“La Corona non è una scelta, è un dovere. Avevo circa la tua età quando la tua bisnonna la Regina Mary mi ha detto che non fare e dire niente è il lavoro più difficile di tutti. Richiede ogni grammo di energia che abbiamo. Essere imparziali non è naturale, non è umano, la gente vorrà sempre che noi sorridiamo, approviamo, disapproviamo o parliamo e quando lo facciamo dichiariamo una posizione, un punto di vista e questa è l’unica cosa che non dobbiamo mai fare come famiglia reale. Quindi dobbiamo nascondere i nostri sentimenti: meno mostriamo, diciamo, parliamo, respiriamo, sentiamo, esistiamo, meglio è”.

Con questo meraviglioso dialogo fra la “nuova” Regina Elisabetta II e il “nuovo” principe Carlo vi presentiamo la terza stagione di The Crown, in arrivo il 17 novembre su Netflix.

“Nuovi” perché con l’arrivo della terza stagione, come ampiamente anticipato, cambiano anche gli interpreti dei protagonisti, come da volere del creatore Peter Morgan, e come accadrà di nuovo fra due anni se la serie arriverà alla quinta stagione. Olivia Colman prende il testimone da Claire Foy per interpretare magnificamente e soprattutto consequenzialmente, con una compostezza, un tono di voce e una caratterizzazione del personaggio che sembra davvero la Lilibeth della Foy cresciuta.

Ciò che è costante nella scrittura di Peter Morgan è l’enfatizzare, con l’aplomb che contraddistingue le serie british – vedi alla voce Downton Abbey – l’importanza della Corona più di qualsiasi altra cosa al mondo e quindi l’effetto che ciò comporta su ognuno dei membri della famiglia reale, Regina in primis. C’è un bellissimo dialogo in cui un giovane Carlo spiega a un’altrettanto giovane Camilla, appena conosciuti, come la sua sia una condizione di eterna attesa in un certo senso. Da un lato spera che sua madre non muoia mai, ma allo stesso tempo finché non muore lui non può essere ciò per cui è nato, cioè Re. Non può dedicarsi a nessuna delle sue due anime completamente perché da un momento all’altro la situazione potrebbe ribaltarsi senza preavviso, come accaduto a sua madre del resto in seguito all’abdicazione a sorpresa dello zio e alla morte prematura del padre.

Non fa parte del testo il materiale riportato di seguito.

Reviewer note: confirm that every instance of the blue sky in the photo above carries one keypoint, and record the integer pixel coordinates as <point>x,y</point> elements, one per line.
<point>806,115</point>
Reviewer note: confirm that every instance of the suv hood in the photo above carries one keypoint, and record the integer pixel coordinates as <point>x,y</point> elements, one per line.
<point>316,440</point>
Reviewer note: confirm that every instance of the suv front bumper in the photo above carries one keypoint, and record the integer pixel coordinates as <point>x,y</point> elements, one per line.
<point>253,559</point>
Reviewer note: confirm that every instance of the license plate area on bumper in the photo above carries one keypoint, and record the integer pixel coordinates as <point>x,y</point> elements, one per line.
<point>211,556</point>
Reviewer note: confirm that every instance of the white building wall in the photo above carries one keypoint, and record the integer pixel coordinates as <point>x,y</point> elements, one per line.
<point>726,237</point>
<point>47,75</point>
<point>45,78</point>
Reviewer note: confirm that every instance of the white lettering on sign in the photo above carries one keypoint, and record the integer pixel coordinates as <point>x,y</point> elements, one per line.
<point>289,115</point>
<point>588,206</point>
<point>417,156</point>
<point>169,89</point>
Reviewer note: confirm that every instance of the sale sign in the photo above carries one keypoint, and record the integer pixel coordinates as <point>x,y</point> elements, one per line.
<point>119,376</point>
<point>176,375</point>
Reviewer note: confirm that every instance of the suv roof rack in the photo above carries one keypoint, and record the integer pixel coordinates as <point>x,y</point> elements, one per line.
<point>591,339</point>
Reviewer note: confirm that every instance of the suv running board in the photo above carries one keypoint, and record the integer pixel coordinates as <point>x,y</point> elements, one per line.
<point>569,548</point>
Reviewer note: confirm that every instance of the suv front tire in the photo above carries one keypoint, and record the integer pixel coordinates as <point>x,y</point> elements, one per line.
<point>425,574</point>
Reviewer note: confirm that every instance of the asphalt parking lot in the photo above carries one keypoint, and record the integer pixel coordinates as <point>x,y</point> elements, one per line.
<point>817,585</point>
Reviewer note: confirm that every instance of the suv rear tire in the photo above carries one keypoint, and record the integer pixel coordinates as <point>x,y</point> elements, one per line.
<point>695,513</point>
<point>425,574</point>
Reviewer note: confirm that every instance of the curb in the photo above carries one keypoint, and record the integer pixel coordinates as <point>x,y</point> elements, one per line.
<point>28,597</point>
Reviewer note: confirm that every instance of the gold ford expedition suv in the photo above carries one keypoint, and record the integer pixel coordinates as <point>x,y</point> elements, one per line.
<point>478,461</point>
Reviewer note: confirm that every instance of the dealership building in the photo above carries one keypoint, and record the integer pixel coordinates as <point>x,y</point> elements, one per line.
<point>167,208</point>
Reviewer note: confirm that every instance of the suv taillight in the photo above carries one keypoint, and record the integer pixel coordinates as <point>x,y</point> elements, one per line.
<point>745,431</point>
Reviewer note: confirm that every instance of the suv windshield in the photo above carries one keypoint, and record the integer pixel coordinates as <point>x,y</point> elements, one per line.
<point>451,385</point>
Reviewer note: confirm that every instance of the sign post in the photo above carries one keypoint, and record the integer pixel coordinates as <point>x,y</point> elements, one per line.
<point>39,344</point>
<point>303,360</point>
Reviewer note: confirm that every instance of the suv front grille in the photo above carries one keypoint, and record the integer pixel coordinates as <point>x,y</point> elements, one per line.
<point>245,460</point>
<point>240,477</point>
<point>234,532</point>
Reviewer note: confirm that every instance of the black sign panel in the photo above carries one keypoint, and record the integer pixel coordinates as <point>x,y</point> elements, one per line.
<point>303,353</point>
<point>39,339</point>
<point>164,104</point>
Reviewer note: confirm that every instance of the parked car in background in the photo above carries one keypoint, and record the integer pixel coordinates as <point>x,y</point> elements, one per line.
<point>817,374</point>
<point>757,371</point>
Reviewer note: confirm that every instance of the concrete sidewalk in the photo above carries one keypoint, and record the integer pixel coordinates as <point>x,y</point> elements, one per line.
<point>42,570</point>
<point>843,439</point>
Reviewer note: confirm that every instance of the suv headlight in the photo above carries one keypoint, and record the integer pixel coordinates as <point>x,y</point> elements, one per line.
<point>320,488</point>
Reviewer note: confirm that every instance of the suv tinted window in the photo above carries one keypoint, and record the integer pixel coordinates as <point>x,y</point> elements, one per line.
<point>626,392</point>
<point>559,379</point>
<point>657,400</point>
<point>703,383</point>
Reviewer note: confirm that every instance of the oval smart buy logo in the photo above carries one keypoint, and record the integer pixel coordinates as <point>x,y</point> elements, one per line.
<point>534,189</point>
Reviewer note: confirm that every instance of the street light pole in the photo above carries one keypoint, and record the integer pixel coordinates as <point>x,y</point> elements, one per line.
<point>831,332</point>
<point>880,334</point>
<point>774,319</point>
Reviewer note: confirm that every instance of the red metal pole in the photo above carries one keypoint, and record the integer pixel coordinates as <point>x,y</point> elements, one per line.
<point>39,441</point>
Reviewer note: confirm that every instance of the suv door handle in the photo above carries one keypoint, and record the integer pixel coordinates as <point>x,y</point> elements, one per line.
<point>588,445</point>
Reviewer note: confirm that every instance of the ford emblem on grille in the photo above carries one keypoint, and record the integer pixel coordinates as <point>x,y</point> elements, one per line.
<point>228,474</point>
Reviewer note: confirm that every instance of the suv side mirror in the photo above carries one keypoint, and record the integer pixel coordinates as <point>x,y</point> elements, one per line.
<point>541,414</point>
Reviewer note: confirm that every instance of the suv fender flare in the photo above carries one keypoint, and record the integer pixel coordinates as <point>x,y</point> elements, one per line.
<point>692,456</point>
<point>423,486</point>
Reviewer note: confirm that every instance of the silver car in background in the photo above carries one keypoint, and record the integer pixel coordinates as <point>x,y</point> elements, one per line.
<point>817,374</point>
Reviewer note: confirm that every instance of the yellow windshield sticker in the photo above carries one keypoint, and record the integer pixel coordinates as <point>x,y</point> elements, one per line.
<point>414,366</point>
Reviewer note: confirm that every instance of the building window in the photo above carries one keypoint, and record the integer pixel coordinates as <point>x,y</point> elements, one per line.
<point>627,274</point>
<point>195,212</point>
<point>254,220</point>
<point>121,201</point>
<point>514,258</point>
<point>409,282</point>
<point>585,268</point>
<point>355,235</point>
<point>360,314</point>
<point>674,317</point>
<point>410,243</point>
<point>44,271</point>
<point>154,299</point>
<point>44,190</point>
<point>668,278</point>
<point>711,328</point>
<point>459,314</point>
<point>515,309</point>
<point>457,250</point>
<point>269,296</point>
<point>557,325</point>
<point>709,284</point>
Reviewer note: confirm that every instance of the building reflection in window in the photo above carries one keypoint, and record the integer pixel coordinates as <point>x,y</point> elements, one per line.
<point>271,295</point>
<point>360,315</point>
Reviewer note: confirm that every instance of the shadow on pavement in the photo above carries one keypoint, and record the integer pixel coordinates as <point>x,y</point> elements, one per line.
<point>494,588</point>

Non ci si dimentica di nessuno dei personaggi a cui ci siamo affezionati nelle stagioni precedenti, nemmeno l’Edoardo VIII appena nominato, la cui storia verrà collegata idealmente a quella di Carlo e Camilla, amore osteggiato a Palazzo come fu per lui e Wallis Simpson. Quasi co-protagonisti, come nelle stagioni precedenti, i “maturati” Principe Filippo e Principessa Margaret, coi volti di Tobias Menzies e Helena Bonham Carter.

Forse i due più sorprendenti interpreti di questa stagione, il primo perfettamente “in crisi di mezza età” rispetto al fuoco di Matt Smith, così misurato, arrabbiato, cocciuto rispetto ai ruoli interpretati in Roma, Il Trono di Spade e The Terror. Lei, che siamo abituati a vedere “malridotta” e punk nei film dell’ex marito Tim Burton e non solo, qui trova un perfetto equilibrio fra ribellione e sofferenza interna dovuta al ruolo della sorella, così come aveva fatto Vanessa Kirby.

Se la seconda stagione raccontava la crisi coniugale fra Elisabetta e Filippo attraverso le crisi coniugali degli altri personaggi, questo terzo ciclo si concentra sul bilancio che istintivamente Sua Maestà si trova a fare, una volta raggiunta la mezza età – della propria vita come del proprio contributo al mondo – attraverso quelli degli altri personaggi. Che è anche un bilancio di The Crown in fondo.

Ogni episodio è dedicato a un personaggio, a un punto di vista della Corona, partendo spesso da una sequenza iniziale di tutt’altra parte del mondo. Perché, non dimentichiamolo mai, questa brillante serie tv, uno dei fiori all’occhiello di Netflix al momento, non racconta la storia di Elisabetta II, ma della Corona durante il suo Regno, e di tutte le conseguenze che ciò comporta per i protagonisti, e per tutto il mondo.